Amplop Kiai

Dalam beberapa momen saya menyaksikan, dengan mata sendiri, dari mana amplop-amplop kiai itu datang dan ke mana mereka pergi. Ceritanya akan saya awali dari masa yang paling dekat, terus mundur ke masa paling jauh, untuk melihat apakah tradisi itu telah berubah atau tak.

Pada Juli 2025, saat berada di sekitaran Tebuireng, Jombang, saya mengobrol dengan sastrawan Binhad Nurrohmat. Ia sudah cukup lama menjadi bagian dari keluarga ndalem salah satu pesantren besar di Jombang, Jawa Timur.

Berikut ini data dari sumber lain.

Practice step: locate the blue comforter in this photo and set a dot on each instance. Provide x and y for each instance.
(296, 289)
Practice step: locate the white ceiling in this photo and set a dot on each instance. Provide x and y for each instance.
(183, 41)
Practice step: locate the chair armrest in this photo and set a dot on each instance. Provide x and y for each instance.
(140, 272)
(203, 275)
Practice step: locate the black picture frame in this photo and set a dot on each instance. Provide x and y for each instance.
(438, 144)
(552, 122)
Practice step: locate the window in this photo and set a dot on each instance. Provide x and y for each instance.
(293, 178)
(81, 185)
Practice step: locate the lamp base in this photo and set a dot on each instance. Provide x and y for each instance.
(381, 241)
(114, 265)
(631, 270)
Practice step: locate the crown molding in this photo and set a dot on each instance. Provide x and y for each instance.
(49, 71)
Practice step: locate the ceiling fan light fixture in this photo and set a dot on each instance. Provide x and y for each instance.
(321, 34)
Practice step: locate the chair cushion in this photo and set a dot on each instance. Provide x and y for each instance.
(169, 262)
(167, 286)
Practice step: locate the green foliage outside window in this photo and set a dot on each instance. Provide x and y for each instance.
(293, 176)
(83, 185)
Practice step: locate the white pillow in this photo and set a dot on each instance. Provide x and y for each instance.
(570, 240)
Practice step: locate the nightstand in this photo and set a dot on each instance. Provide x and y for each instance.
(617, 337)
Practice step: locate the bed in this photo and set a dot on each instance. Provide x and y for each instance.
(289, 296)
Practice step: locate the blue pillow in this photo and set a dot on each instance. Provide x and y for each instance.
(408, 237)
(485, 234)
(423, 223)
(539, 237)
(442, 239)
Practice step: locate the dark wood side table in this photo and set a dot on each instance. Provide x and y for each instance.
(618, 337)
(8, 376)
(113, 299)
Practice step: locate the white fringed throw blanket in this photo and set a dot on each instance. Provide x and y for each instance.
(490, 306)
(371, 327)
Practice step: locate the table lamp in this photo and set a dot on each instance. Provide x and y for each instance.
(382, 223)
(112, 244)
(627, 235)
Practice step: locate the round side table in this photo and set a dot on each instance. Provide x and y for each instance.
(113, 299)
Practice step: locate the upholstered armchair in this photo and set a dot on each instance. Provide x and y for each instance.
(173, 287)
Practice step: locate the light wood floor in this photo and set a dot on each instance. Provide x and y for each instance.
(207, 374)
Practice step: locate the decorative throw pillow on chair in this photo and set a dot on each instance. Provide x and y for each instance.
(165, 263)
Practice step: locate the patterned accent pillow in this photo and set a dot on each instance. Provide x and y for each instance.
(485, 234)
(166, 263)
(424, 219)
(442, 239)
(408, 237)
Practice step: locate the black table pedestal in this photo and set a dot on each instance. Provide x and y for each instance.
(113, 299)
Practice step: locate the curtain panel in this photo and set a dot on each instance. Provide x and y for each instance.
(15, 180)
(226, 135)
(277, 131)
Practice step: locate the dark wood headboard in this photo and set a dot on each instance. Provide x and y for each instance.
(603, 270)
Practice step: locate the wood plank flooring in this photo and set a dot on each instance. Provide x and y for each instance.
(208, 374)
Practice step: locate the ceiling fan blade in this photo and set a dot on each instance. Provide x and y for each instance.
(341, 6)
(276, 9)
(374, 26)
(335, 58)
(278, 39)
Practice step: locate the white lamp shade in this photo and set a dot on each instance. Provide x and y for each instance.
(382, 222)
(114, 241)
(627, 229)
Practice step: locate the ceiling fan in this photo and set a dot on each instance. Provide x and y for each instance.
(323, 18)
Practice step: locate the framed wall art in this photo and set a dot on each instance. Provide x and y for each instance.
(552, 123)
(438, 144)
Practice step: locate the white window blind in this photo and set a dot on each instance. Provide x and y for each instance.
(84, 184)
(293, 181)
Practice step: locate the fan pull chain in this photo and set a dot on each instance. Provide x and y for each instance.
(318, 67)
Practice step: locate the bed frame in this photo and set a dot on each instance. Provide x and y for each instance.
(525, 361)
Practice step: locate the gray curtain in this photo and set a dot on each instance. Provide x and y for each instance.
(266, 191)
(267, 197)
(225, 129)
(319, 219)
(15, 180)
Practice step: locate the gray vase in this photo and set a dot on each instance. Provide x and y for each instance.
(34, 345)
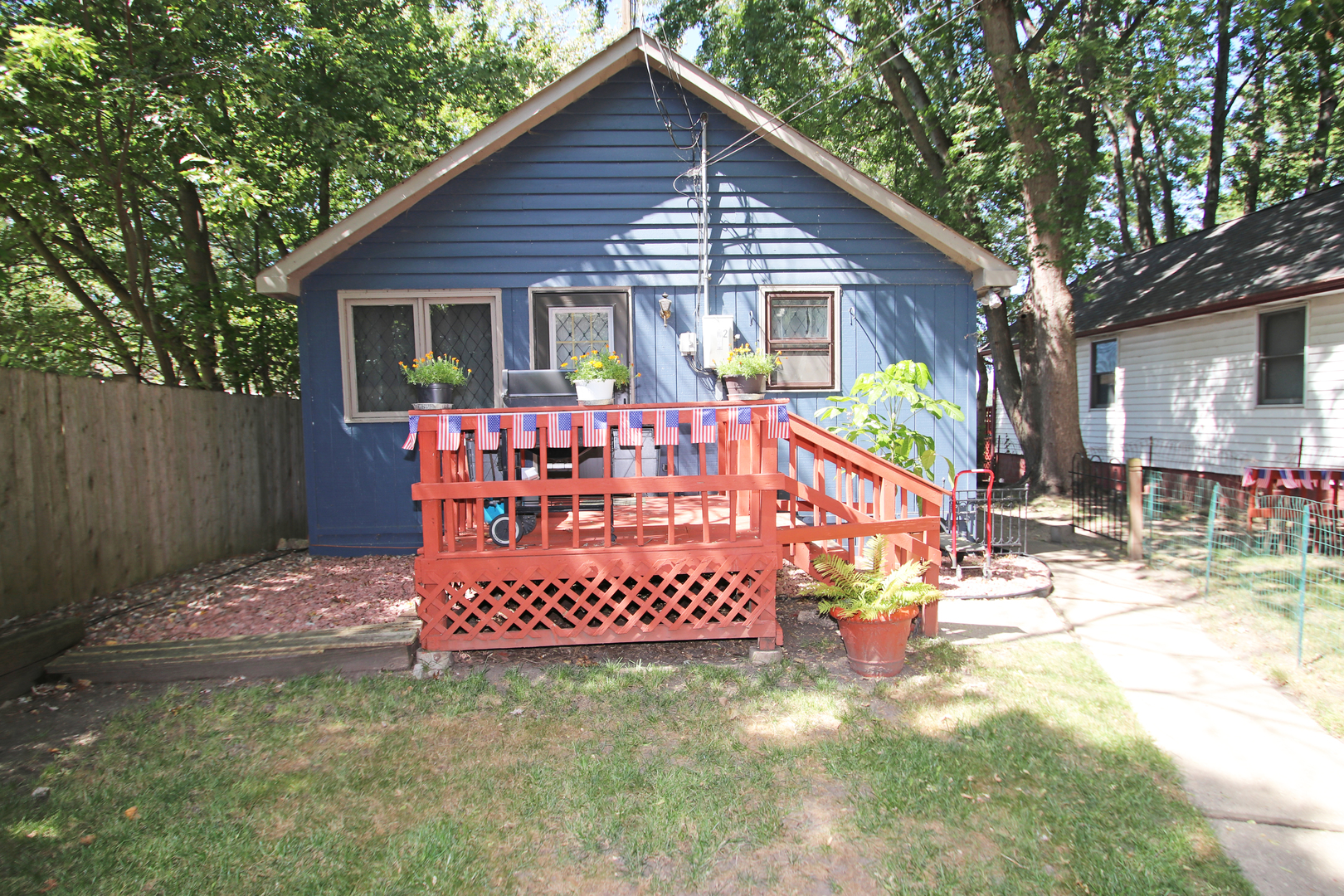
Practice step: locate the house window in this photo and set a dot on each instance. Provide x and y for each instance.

https://www.instagram.com/jejaringduniasantri/

Salah satu obrolan yang ia ceritakan, adalah betapa sosok kiai atau keluarga ndalem masih menjadi “jujukan” masyarakat: anak sakit, datang ke kiai; anak harus bayar sekolah, datang ke kiai; keluarga kena musibah, datang ke kiai; beras habis, datang ke kiai. Intinya, segala masalah, solusinya datang ke kiai.

“Jadi, kalau saya di rumah, mau tidak mau ya harus ada,” ujar Binhad sembari tertawa.

**

Cerita itu akan tetap saya tempatkan hanya sebagai cerita, bukan sesuatu yang nyata, sampai pada akhir Agustus 2025, ketika saya sowan ke ndalem Gus Riza, sesepuh Pesantren Tebuireng, untuk pamitan.

Pagi itu saya duduk sendirian di beranda ndalem, menunggu Gus Riza. Saat itulah muncul seorang perempuan berdaster, bertamu. Usianya antara 50-60 tahun. Tapi ia tak mau ikut duduk. Ia hanya berdiri, sembari mengajak ngobrol ini-itu.

“Oh, Gus, maaf, ini…,” sapa perempuan itu ketika Gus Riza akhirnya muncul dari balik pintu. Gus Riza hanya tersenyum, kemudian masuk ke ndalem lagi. Perempuan itu masih berdiri terpaku di posisinya. Tak lama kemudian, Gus Riza muncul lagi, dan buru-buru mengulurkan tangannya kepada perempuan itu.

Meskipun pura-pura tak tahu, saya harus meliriknya: ada bundelan uang yang berpindah tangan. Dan perempuan itu pun berlalu. Inilah, mungkin, bagian dari apa yang diceritakan oleh Binhad sebulan sebelumnya itu.